Question

(a) Calculate the percentionization of \(0.085 \mathrm{M}\) lactic acid \(\left(K_{a}=1.4 \times 10^{-4}\right) .\) (b) Calculate the percent ionization of \(0.095 M\) lactic acid in a solution containing \(0.0075 M\) sodium lactate.

Short answer

The percent ionization of 0.085 M lactic acid is approximately 4.06% and the percent ionization of 0.095 M lactic acid in a solution containing 0.0075 M sodium lactate is approximately 1.71%.

Step-by-step solution

Set up the equilibrium expression for lactic acid

Lactic acid is a weak acid that can ionize into a lactate ion and a hydrogen ion according to the following reaction: \[HA \rightleftharpoons H^{+} + A^{-}\] The given \(K_a\) value is the acid dissociation constant for this reaction, which can be represented by the equilibrium expression: \[K_a = \frac{[H^{+}][A^{-}]}{[HA]}\] In part (a), since only lactic acid is present, we will need to use the initial concentration of lactic acid and the given \(K_a\) value to calculate the concentrations of ions at equilibrium.
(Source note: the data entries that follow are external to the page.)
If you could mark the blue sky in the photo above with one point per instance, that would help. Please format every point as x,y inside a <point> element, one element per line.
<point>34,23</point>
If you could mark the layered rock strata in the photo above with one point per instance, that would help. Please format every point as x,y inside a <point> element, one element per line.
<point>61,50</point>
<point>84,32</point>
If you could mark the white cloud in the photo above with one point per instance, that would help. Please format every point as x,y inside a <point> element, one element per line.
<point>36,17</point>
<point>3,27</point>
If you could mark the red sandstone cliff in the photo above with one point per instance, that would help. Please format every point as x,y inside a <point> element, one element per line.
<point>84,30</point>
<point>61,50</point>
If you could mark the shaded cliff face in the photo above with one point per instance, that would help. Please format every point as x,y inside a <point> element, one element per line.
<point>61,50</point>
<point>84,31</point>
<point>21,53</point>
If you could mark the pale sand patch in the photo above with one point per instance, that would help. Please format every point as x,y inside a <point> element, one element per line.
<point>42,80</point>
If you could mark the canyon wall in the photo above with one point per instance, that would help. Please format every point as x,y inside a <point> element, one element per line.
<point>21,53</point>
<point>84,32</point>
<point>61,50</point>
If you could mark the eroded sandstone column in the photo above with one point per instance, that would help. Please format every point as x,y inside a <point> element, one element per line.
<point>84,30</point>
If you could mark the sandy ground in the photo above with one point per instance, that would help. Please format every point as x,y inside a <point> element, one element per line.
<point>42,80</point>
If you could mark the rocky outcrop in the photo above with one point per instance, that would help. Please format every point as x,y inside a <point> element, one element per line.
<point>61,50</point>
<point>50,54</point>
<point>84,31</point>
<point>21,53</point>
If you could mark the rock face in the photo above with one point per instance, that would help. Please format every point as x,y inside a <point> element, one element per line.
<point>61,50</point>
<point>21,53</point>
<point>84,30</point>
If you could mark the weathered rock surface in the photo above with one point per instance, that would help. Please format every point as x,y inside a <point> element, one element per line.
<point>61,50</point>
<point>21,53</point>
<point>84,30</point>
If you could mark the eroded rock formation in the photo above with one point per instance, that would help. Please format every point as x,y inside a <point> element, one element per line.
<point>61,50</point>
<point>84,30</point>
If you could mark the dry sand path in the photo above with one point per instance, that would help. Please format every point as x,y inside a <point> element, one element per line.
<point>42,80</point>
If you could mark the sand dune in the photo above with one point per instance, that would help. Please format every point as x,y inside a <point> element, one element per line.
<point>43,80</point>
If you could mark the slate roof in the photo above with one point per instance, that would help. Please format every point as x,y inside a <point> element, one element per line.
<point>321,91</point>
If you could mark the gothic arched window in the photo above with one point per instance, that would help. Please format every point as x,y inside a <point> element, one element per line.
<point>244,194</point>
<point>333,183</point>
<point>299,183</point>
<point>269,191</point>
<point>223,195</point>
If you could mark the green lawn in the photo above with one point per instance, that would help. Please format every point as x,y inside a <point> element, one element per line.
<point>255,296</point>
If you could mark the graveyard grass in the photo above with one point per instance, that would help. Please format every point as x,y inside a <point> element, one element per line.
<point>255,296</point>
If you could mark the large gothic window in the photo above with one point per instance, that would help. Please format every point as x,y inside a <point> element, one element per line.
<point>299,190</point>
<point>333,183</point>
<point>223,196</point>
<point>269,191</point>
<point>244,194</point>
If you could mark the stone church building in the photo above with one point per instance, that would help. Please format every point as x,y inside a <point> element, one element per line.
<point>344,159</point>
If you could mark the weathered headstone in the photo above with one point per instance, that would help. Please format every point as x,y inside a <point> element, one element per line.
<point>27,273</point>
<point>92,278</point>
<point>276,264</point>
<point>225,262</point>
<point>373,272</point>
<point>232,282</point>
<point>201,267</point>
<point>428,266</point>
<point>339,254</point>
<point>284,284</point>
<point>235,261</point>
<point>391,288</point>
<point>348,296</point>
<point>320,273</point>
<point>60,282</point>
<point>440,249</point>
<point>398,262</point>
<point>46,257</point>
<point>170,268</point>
In part (b), the initial concentration of sodium lactate will affect the ionization of lactic acid.

Calculate the percent ionization for 0.085 M lactic acid (Part a)

Let \(x\) represent the change in concentrations of lactic acid, hydrogen ions, and lactate ions at equilibrium: \[HA \rightleftharpoons H^{+} + A^{-}\] \[- x \ \ \ \ + x \ \ \ + x\] The equilibrium concentrations are: \[0.085 - x, \ x, \ x\] Now we can plug these concentrations into the equilibrium expression: \[1.4 \times 10^{-4} = \frac{x\cdot x}{0.085 - x}\] Solve for x using quadratic formula or iteration method. Considering the small value of \(K_a\), it's reasonable to assume that \(x\) is much smaller than 0.085, so: \[x^2 \approx 1.4 \times 10^{-4} \cdot 0.085\] \x\[x \approx \sqrt{1.19 \times 10^{-5}}\] \[x \approx 0.00345\] Now, we can calculate the percent ionization: \[\% \ ionization = \frac{x}{0.085} \times 100\%\] \[\% \ ionization \approx \frac{0.00345}{0.085} \times 100\% \approx 4.06\%\] So, the percent ionization of 0.085 M lactic acid is approximately 4.06%.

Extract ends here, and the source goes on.